リレー書簡コラム『拝啓、みこと心理臨床処 様』第14回「知らないものは探せない」
お二人、お返事ありがとう。
そうか、年齢によっても違いますよねえ。私は幼児さんや小学生を念頭に置いて書いていたからそこまで考えが及ばなかった。その分、何だかぐるぐるしています。
見通しが立つこと、甘えと諦めと、成長と叫び。
自傷はその人のボディイメージや身体感覚とも関係あるだろうし、他害は他害で自他境界の曖昧さとかその辺の不安定さもあるかもなあとか、色々考えてしまいました。自傷も他害も決して薦められたものではないけれど、その人の中に誰にも聞き届けられない何かがあって、それが源になっているのかなあなどとぼんやりと。
そうは言っても大人と子どもの間には攻撃の結果にも意味にも隔たりがありますよね。
そしてそのひとつは、攻撃の源に心当たりがあるかないか、だと思うのです。自省は大人だけができる芸当だと思うのですが、それは何故かと言えば、自省するにはある程度自分や他者と付き合い、向き合い、自分の輪郭をなんとなくでも掴むことが必要ですから。何かと向き合うには、向き合う相手と分かれていることが大切ですが、子どもはいろいろなことが未分化です。

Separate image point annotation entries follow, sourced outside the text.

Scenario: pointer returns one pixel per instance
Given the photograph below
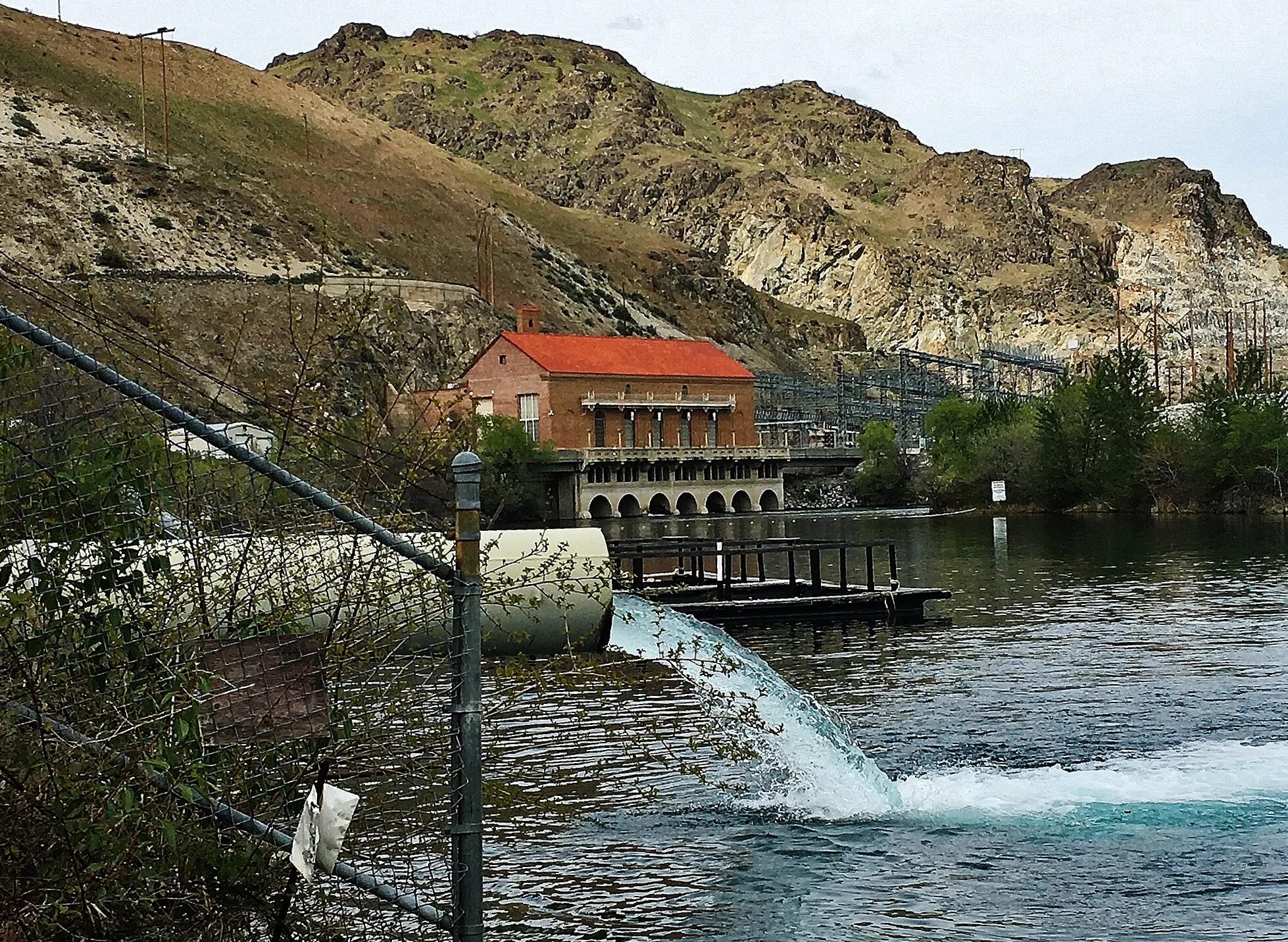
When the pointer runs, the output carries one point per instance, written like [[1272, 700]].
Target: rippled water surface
[[1089, 741]]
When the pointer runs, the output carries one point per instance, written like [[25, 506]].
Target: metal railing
[[180, 558]]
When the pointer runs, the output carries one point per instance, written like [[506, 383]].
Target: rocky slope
[[271, 185], [814, 199]]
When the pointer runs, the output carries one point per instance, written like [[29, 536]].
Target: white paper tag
[[320, 834]]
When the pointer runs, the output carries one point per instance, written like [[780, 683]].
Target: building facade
[[642, 424]]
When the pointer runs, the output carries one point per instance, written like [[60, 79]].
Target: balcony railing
[[674, 453], [593, 400]]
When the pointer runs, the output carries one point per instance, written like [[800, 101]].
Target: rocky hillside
[[216, 251], [817, 200]]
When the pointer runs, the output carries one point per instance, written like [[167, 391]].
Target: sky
[[1063, 84]]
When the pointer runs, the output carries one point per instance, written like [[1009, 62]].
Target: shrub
[[883, 480], [111, 257]]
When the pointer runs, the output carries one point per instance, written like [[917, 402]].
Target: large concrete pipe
[[544, 591]]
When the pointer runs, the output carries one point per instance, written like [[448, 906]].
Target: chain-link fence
[[193, 637]]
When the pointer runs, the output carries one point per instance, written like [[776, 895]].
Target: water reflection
[[1068, 642]]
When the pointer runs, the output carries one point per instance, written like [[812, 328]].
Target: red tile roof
[[628, 356]]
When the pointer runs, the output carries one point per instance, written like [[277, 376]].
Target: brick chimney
[[530, 318]]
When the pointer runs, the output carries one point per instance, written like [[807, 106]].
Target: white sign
[[321, 830]]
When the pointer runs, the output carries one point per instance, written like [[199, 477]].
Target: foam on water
[[812, 763], [822, 774]]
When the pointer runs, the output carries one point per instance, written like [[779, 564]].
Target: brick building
[[643, 424]]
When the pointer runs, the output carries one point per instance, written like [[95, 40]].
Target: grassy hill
[[805, 195], [271, 182]]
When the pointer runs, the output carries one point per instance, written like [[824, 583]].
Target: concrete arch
[[601, 508], [660, 505]]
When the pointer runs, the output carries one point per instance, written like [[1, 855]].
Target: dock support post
[[466, 720]]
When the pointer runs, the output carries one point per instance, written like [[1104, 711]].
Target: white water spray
[[818, 764], [826, 776]]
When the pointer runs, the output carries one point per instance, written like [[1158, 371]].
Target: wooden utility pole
[[1229, 348], [165, 95], [143, 98], [1153, 310], [143, 91], [486, 272]]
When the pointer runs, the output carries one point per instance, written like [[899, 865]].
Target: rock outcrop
[[820, 201]]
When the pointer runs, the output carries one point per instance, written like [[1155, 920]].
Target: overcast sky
[[1064, 84]]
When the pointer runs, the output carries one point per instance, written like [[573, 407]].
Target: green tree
[[883, 478], [514, 480]]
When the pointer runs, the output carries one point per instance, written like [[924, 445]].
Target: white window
[[530, 415]]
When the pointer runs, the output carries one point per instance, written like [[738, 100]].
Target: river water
[[1090, 741]]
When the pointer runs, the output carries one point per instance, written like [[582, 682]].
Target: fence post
[[466, 759]]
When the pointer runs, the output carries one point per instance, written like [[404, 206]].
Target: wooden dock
[[726, 582]]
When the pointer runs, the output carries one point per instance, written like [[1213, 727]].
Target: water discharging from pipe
[[816, 770]]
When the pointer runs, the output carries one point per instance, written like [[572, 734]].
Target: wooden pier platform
[[726, 582]]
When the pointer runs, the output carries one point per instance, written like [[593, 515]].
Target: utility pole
[[143, 98], [143, 91], [1118, 317], [486, 272], [165, 95], [1229, 347], [1153, 309]]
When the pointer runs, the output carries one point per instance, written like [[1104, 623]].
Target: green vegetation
[[1101, 441], [24, 125], [513, 489], [111, 257], [884, 478]]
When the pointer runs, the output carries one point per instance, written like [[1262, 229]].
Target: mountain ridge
[[814, 199]]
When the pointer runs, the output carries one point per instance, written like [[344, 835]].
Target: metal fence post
[[466, 759]]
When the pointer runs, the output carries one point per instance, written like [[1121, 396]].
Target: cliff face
[[817, 200], [270, 182]]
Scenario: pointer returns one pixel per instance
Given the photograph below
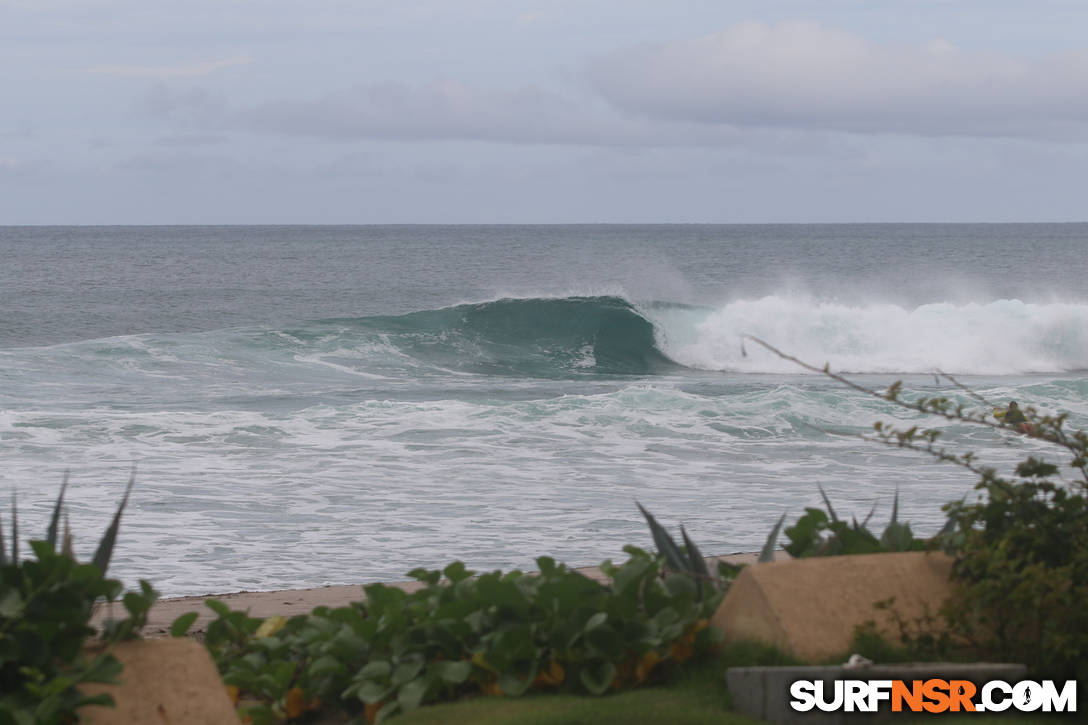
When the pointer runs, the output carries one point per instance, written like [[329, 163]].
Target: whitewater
[[338, 405]]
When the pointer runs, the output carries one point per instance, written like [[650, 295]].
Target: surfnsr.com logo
[[932, 696]]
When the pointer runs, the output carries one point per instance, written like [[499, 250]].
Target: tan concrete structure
[[164, 682], [811, 606]]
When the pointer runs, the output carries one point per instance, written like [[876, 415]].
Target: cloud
[[805, 75], [168, 71], [450, 110]]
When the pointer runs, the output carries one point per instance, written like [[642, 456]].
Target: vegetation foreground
[[496, 648]]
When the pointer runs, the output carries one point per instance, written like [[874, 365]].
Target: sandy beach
[[291, 602]]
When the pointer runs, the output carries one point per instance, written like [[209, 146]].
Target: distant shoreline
[[292, 602]]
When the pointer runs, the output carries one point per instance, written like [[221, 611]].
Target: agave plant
[[45, 622], [102, 553], [687, 560]]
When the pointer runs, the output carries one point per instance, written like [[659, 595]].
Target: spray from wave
[[1005, 336]]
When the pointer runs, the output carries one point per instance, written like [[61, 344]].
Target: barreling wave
[[579, 336], [546, 338]]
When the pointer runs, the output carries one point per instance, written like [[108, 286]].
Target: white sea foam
[[1004, 336]]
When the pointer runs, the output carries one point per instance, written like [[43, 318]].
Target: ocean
[[312, 405]]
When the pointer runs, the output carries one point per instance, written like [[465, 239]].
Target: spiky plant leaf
[[828, 503], [768, 548], [14, 531], [696, 564], [666, 545], [51, 536], [104, 550], [66, 547], [869, 515]]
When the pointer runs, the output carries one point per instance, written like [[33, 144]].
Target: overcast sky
[[358, 111]]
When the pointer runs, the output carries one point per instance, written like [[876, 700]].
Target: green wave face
[[533, 338]]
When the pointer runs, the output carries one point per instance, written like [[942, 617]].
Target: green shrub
[[460, 634], [1021, 549], [46, 604], [817, 533]]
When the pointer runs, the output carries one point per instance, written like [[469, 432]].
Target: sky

自分と親、自分と他者、感情と言葉、感情と行動。それらが分かち難く結びついていて、そしてそんなふうに色々なものが結びついていることを本人は知らない。つまり、攻撃性の源を探ろうにも、探る先を自分では掴みきれないのが子ども。そして、大人であろうと子どもであろうと、知らないものは探せない。
つまり、自制/自省を促すには、素地が必要だと思うのですが、どうでしょうか。
だからまず、子どもの攻撃性に気づいた大人は順を追って丁寧に、子どもに自分や他人との付き合い方を教えなくてはならない。けれど、いつでも誰でもどこででもそれができるとは限らない。何なら教えるはずの大人が怒りに振り回されていたり、子どもが見せる攻撃行動に気圧されて、過剰反応を起こしたりすることもあるのでね。その辺り、大変悩ましい。
そんなことを考えていると、やっぱり教育と心理は似て非なるもののように思います。
自分の中の攻撃性に気づき、飼い慣らすために必要なのは、自分を知ること。
これを前提に、子どもにもわかるようにあらかじめ攻撃性の危険さについて教えるのが教育で、個々の攻撃性について察知した時点でその意味を吟味し、感情の器を子どもと共同作業で作り上げるのが心理なのではないかなとふっと思ったのですが、どうでしょうか。
こう考えると、教育とはやはり子どもが社会的規範を学ぶのに必要な営みでしょうし、その中では「ならぬものはならぬ」と言い切る押しの強さが必要で、我々心理は規範から外れていることは承知しつつもその内容や意味について検討するのが仕事なんじゃないかなあと。
さらに、個人的にはこの差異を教育者に伝えて共有するのって難儀なことだなあと思うことが多いんですよね。難儀な仕事は嫌いじゃないけど得意でもないので毎度毎度同じようなことで悪戦苦闘しています。
話がそれました。
子どもだろうと、大人だろうと、攻撃性は無くならない。器ができたり、方向が定まったり、健康的な形で昇華したり様々ではありますが、色や形を変えてその人の中にある。それを嫌悪するでもなくけしかけるでもなく、ただ安全な扱い方を考えたいものだな、と思うのです。